20 heures, fermeture des bureaux de vote de Paris. Mais pour les bénévoles engagés pour les élections, la journée ne sera pas terminée. Il faut encore dépouiller, compter les votes, et transmettre les résultats. Pour cette étape essentielle du système électoral, d’autres bénévoles sont recrutés, au cours de la journée, pour venir remplir le soir la mission de scrutateur. À raison de quatre scrutateurs par table et d’une table par isoloir, le nombre de volontaires nécessaire s’élève vite. Environ 18.000 pour la capitale, pour une élection ordinaire.
Des besoins exceptionnellement doublés
Le scrutin de ce 15 mars est un peu particulier à Paris. Les électeurs doivent en effet glisser deux enveloppes dans les urnes : une première pour leur maire d’arrondissement, la seconde pour le maire de la ville. Mais qui dit double vote dit double dépouillement. Il faudrait donc idéalement 36.000 volontaires pour compter ce soir les votes à Paris. Cette organisation à double scrutin pour les municipales de Paris, mais aussi de Lyon et Marseille, est une première puisqu’elle résulte de la loi PLM du 11 août 2025 qui réforme le mode d’élection des conseils de ces villes. Auparavant, les électeurs votaient pour les conseillers d’arrondissements qui élisaient le conseil de la ville, dont les membres votaient eux-mêmes pour le maire de la ville. Maintenant chacun vote pour l’arrondissement et pour la ville.
Dans les bureaux, les équipes de bénévoles assesseurs qui viennent pour la journée sont déjà presque doublées : deux tables de bulletins, deux urnes. Quand les effectifs requis ne sont pas atteints, les mairies envoient des employés en renfort. Les scrutateurs volontaires sont presque aussi difficiles à dénicher. « On commence à faire une liste des meilleures excuses qu’on nous donne : ‘J’ai un avion dans quelques heures’, ‘Je travaille aujourd’hui’. Je n’ai jamais vu autant de gens qui travaillent le dimanche ! » nous raconte la présidente d’un bureau de vote du 16e arrondissement. Le nombre de tables est en conséquence souvent réduit et les bénévoles de la journée restent pour prêter main-forte. Cette femme qui témoigne de son engagement dans les bureaux de vote depuis ses vingt-cinq ans explique que le travail des bénévoles est essentiel pour garantir la démocratie et le droit de vote « durement acquis par nos ancêtres ». « Ça ne sert à rien de râler parce que rien ne va, si on ne participe pas pour améliorer les choses », conclut-elle.
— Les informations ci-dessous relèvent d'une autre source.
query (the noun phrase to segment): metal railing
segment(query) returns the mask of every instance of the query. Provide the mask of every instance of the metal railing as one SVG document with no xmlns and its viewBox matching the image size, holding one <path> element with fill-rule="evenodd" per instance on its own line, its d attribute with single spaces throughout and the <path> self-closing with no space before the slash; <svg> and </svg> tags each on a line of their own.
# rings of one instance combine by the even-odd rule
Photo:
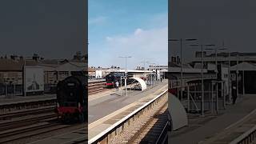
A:
<svg viewBox="0 0 256 144">
<path fill-rule="evenodd" d="M 242 134 L 230 144 L 250 144 L 256 141 L 256 126 Z"/>
<path fill-rule="evenodd" d="M 146 110 L 149 110 L 154 106 L 155 103 L 158 103 L 162 98 L 163 98 L 165 96 L 167 96 L 168 90 L 165 90 L 159 95 L 158 95 L 156 98 L 152 99 L 151 101 L 146 102 L 138 109 L 135 110 L 125 118 L 122 118 L 118 122 L 115 122 L 114 125 L 112 125 L 110 127 L 107 128 L 102 133 L 98 134 L 93 138 L 90 139 L 88 143 L 108 143 L 110 140 L 110 138 L 113 137 L 113 135 L 117 135 L 118 132 L 121 130 L 123 130 L 126 126 L 130 125 L 130 121 L 132 119 L 136 118 L 138 115 L 141 115 L 143 114 L 144 111 Z"/>
</svg>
Une situation qui n’inquiète pas les bénévoles malgré tout
Le nombre de scrutateurs et donc de tables de dépouillement n’est pas un problème en lui-même. La proportion d’une table par isoloir est donnée à titre indicatif, sans obligation. Un manque de bénévoles entraîne principalement un temps de dépouillement plus long. Pour les assesseurs arrivés avant l’ouverture des bureaux à 8h, la journée est longue. Ils sont donc heureux d’obtenir de l’aide pour la dernière étape de la journée et pas des moindres : pas d’erreur possible. Mais le manque de scrutateurs est habituel, et les bénévoles s’accommodent donc d’un nombre table réduit. Et si l’aide est excessivement basse, les présidents feront appel aux employés de mairie, pour lesquels cette mission entre alors dans le cadre de leur travail. Cette situation ne sera certainement pas rare ce dimanche, où les effectifs devraient être doublés. Mais le taux national de participation à ces élections municipales particulièrement élevé, 48,90% à 17 heures selon le ministère de l’Intérieur, peut laisser penser que les bonnes volontés seront aussi plus nombreuses qu’à l’accoutumée.
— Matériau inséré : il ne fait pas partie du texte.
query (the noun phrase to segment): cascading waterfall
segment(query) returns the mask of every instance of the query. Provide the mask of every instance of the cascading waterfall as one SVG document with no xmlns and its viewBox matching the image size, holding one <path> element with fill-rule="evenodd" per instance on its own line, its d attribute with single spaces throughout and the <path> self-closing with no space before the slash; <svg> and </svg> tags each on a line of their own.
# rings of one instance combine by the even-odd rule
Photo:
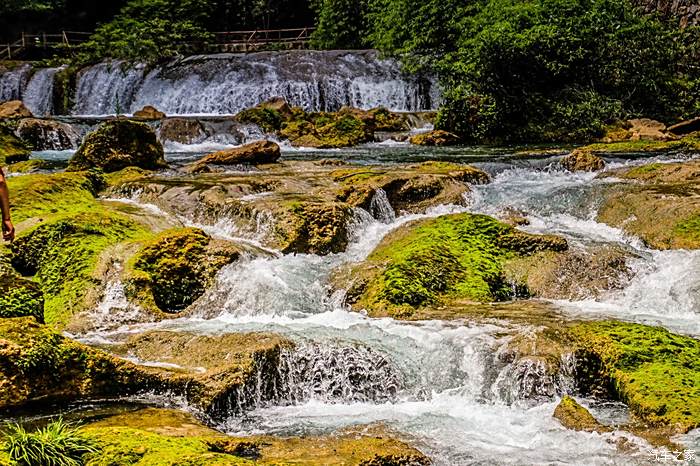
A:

Pour la présidente de bureau interrogée, il y a une seule raison d’aider lors des journées de vote : « Ce n’est pas le déjeuner offert, qui n’est pas formidable, même dans le 16e, souligne-t-elle avec humour, mais pour la démocratie. Il n’y a pas d’autres raisons. » Sa conclusion : aider vaut mieux que râler. La préférence des Français est connue.